Reflections on sunday: Paying for paradoxes of the English language!

That however has been my lot for as long as I can remember, but it’s not all. I also remember the early 1960s in the sprawling refugee camp of Nshungerezi, in Uganda, when we were in Kyandera Primary ‘School’; for several times I’ve written about this ‘school’ where we had no class rooms.

Saturday, February 23, 2008

That however has been my lot for as long as I can remember, but it’s not all. I also remember the early 1960s in the sprawling refugee camp of Nshungerezi, in Uganda, when we were in Kyandera Primary ‘School’; for several times I’ve written about this ‘school’ where we had no class rooms.

‘Classes’ were formed wherever there was a tree that could provide a shade …This time I want to talk about school teachers, not classrooms. We fled Rwanda together with the young men and women who taught us; they were very strong in Mathematics.

Anyone who studied in Rwanda then, will tell you that Mathematics was emphasized to the point of being adored.
When it came to languages, these teachers had never come in contact with English as a foreign language! That was the source of my misery!

Since the teachers were learning the language on job, sometimes you could leave them by a few ‘vocabularies’ or you could grasp the phonetics of the English language faster.

Usually, problems arose because the teachers learnt English using the French-English dictionary, by just checking for the translations and their phonetic pronunciations.

For instance, a teacher would check the French word ‘hière’ to learn its translation, which was given in English as ‘yesterday’ [jest?dei].

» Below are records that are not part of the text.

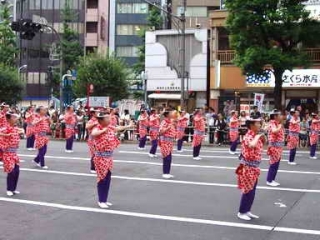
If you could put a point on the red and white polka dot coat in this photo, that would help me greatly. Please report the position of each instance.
(247, 175)
(106, 142)
(9, 146)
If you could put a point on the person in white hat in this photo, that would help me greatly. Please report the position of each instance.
(276, 143)
(10, 139)
(314, 135)
(293, 136)
(249, 171)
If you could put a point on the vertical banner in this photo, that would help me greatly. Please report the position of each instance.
(258, 100)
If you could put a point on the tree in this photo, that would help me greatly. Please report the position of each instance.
(271, 34)
(11, 86)
(8, 47)
(108, 74)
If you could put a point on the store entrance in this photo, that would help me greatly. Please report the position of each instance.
(308, 104)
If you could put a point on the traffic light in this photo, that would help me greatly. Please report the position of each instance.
(26, 28)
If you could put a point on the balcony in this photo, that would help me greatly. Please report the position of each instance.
(91, 40)
(92, 15)
(227, 56)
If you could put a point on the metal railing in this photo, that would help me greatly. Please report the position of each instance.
(227, 56)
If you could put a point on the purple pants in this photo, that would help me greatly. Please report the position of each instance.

Unfortunately, the teacher would read it in its phonetic form as ‘jestoday’! A number of us could not resist the temptation, and we usually pointed out: "Sir, it is pronounced as ‘yestahdeyi’.

Evidently, we were hardly any better at pronunciation, or anything else, but it didn’t stop the teachers from giving us a thorough thrashing.

The mother of all whippings came to pass when our teacher noticed my declining class performance and asked me: "Ingina, term one, one; term two, two; why term three, four?” I was rather perplexed and unable to comprehend.

Then a flood of revelation occurred to me, and I blurted out: "Sir, I get what you mean. You are supposed to say: ‘Your position was first in the first term; second in the second term; why is it fourth in the third term?’"

The teacher worked on my bottom until I passed out! I managed to limp home that evening, alright, but it cost my parents a month and all types of herbs in the region to restore my bottom. I joined secondary school as a sound-bottomed pupil.

However, this was not because of the scarcity of ‘English-language-induced miseries!’ Rather, it was because caning as a form of punishment was outlawed in secondary schools and many other forms of punishments existed; I did a number of them.

A typical example was my first day at school, when I said: "Sir, I’ve been to all the ‘hice’, but I can’t find my name on the lists!”

The teacher in charge of allocating dormitories looked at me in bewilderment for a minute, then his clouded face cleared and he swore under his breath: "You, illiterate fresher!”

He later asked a second year prefect to take me to the library. I was given two thick novels to read and only go out of the library when I could speak decent English!

It was not until almost a year, that I learnt words like ‘mouse’, changed into ‘mice’ in plural form. Others like ‘house’ only acquired an‘s’ to form their plural, and never changed to ‘hice’!

Before that year ended, I had received the most severe punishment, to go home for a whole term, for being an incorrigibly difficult student. This time, of all lessons, my sin was committed in Biology practical!

When our Biology teacher explained that the small animal spread out and pinned on the table, which he had just finished dissecting, was called a ‘guinea pig’, I could not comprehend it.

I raised my hand, and when he nodded in my favour, I said: "But, sir, how can a Ugandan rat be called a ‘guinea pig’? Even if it came from Guinea, surely it still remains a rat!”

The teacher looked straight into my eyes, went to the Headmaster’s office and came back with a letter suspending me for a term. Since then, I learnt to interpret English language paradoxes quietly, and to avoid asking nosy questions!